En todo caso, no debemos entender esta unidad en la diversidad fruto el amor ni como un estado idílico carente de toda contradicción, ni como una utopía deseable, pero inalcanzable. Es un fruto del Espíritu: es un don que viene de lo alto, de Dios, que, como hemos dicho, quiere compartir con nosotros su vida, y lo ha hecho y lo sigue haciendo en Jesucristo. Se trata, por tanto, de alto real y presente en nuestro mundo.
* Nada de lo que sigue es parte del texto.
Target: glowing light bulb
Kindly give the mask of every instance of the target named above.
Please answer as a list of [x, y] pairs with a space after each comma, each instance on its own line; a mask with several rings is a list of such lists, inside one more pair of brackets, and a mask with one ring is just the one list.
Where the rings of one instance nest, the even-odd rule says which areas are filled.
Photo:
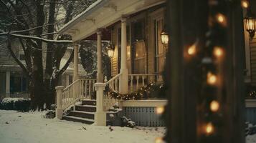
[[248, 1], [247, 1], [247, 0], [241, 1], [241, 5], [242, 5], [242, 7], [243, 7], [245, 9], [248, 8], [248, 6], [249, 6]]
[[215, 84], [217, 82], [217, 76], [212, 74], [211, 72], [207, 74], [207, 83], [209, 84]]
[[188, 49], [188, 54], [190, 55], [195, 54], [196, 52], [196, 44], [193, 44]]
[[161, 137], [156, 137], [155, 143], [164, 143], [164, 142]]
[[156, 107], [156, 114], [161, 114], [164, 112], [164, 107]]
[[214, 127], [212, 123], [208, 123], [205, 127], [205, 132], [207, 134], [211, 134], [214, 132]]
[[216, 46], [214, 49], [213, 53], [217, 57], [221, 57], [223, 55], [224, 51], [221, 47]]
[[212, 112], [217, 112], [219, 109], [219, 103], [217, 101], [212, 101], [210, 103], [210, 109]]
[[218, 14], [216, 17], [219, 23], [226, 25], [226, 17], [223, 14]]

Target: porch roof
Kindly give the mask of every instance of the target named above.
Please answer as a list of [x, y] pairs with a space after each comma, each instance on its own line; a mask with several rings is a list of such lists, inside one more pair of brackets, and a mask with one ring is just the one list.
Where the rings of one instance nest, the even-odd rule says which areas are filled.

Lucas, que trata de ilustrar al cristiano deseoso de profundizar en la fe, presenta la historia de la salvación analíticamente, diferenciando bien sus diversas etapas, y sitúa Pentecostés al final del periodo de las apariciones del Resucitado y como comienzo del tiempo de la Iglesia. Juan, el evangelista del cristiano maduro y sabio, lo presenta de manera sintética, concentrada. En el evangelio de hoy, el Resucitado se presenta a sus discípulos y exhala sobre ellos el Espíritu ya en el “primer día de la semana”, día de la nueva creación. Pero antes y tras el saludo de paz “les mostró las manos y el costado”. La paz y la unidad son fruto del amor, pero no de un amor romántico y sentimental, sino el de una entrega hasta el final que ha pasado por el trago amargo de la injusticia, el sufrimiento y la muerte. De hecho, todos los evangelistas refieren la muerte de Jesús como un momento de exhalación (cf. Mc 15, 37; Lc 23, 46), en la que entrega el Espíritu (cf. Mt 27, 50; Jn 19, 30). No es posible separar Pentecostés de la Pasión y Muerte y Resurrección de Jesús. Pero esto nos indica que la unidad en el amor que preserva la diversidad y respeta las diferencias exige aceptar la Cruz de Cristo y la disposición a dar la vida. Si recibimos el Espíritu de Jesús, tenemos que, como él, entregarnos, entregar la vida, nuestro espíritu. Y esto no es tarea fácil. La paz que Cristo nos da al exhalar sobre nosotros su Espíritu, y la alegría que experimentamos al encontrarnos con él, conllevan el ministerio del perdón; porque sólo así, reconociendo que no somos perfectos, que pecamos con frecuencia y necesitamos perdonar y ser perdonados, podremos superar la tentación de Babel, que nos acecha permanentemente, evitar la dispersión y la confusión de las lenguas, y aprender el lenguaje universal del amor, que nos introduce en la unidad familiar de los hijos de Dios y hace de nosotros testigos del Evangelio.